Scraping, also know as content scraping, web scraping, data aggregation, database scraping and other terms, refers to the collection of an application’s content and/or other data for use elsewhere. It’s an automated threat that aims to steal sensitive data from a victim or abuse functionality
OWASP, a worldwide not-for-profit charitable organization focused on improving the security of software, says data commonly misused in scraping incidents includes authentication credentials, payment cardholder data and other financial data, medical and other personal data, intellectual property and other business data and public information.
Some scraping might use fake or compromised accounts, or the information might be accessible without authentication, the handbook notes. The scraper might attempt to read all accessible paths and parameter values for web pages and APIs, collecting the responses and extracting data from them. Scraping can occur in real time or be more periodic in nature.
OWASP says possible symptoms of scraping include unusual request activity for selected resources, duplicated content from multiple sources in search engine results, and decreased search engine ranking.

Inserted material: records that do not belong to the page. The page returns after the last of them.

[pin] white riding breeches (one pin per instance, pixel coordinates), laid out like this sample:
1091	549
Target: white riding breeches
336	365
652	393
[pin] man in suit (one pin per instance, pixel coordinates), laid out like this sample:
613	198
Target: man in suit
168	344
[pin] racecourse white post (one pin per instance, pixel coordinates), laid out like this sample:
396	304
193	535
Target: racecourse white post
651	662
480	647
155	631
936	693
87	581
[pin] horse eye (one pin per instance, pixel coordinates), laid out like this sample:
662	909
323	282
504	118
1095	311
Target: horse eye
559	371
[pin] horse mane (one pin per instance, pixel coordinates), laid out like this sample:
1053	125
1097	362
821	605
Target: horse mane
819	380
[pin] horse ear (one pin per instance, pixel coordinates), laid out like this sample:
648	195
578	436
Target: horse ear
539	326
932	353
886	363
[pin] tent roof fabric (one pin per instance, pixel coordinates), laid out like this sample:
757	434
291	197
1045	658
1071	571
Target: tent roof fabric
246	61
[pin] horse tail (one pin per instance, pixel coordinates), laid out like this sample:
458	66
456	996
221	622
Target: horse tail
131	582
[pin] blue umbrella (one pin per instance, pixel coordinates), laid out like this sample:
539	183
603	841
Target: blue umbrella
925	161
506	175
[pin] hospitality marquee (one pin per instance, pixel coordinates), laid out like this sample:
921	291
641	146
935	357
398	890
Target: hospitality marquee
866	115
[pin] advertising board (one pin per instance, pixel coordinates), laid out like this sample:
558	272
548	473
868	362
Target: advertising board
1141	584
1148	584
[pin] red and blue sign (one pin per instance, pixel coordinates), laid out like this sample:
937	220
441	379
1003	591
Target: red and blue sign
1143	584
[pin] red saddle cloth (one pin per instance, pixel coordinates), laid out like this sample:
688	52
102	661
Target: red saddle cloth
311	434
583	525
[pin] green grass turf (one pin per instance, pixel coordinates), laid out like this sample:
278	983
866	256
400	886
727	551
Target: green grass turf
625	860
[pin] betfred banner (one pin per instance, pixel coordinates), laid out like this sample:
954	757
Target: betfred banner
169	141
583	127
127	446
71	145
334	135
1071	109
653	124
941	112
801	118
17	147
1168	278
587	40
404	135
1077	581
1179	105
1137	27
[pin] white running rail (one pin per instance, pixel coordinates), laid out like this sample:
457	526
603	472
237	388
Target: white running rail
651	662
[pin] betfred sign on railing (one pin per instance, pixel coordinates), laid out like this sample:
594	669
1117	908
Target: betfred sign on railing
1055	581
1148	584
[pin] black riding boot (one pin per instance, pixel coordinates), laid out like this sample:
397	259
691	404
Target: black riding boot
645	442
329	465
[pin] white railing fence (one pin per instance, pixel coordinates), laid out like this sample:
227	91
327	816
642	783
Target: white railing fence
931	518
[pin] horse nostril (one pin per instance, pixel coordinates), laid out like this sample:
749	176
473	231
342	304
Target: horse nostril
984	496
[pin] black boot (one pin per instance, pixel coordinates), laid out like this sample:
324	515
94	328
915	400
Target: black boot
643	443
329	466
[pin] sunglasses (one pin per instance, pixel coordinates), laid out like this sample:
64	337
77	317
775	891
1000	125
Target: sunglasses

Countermeasures for Scraping: Countermeasures the group suggests include reducing the data fields collected and subsequently output, and/or reducing the retention period; documenting what is acceptable usage and what is unacceptable scraping; defining test cases for scraping that confirm an application will detect and/or prevent users attempting to scrape content and other data.
Other recommended steps include randomizing the content and URLs of content, tying these changes to an individual user’s session, verifying the changes at each request, and restricting any identified automated usage. Companies can also identify and restrict automated usage by fingerprinting before a scraping attack can occur; require greater identity authentication for access; pre-register users and implement strong authentication for access to any exposed APIs.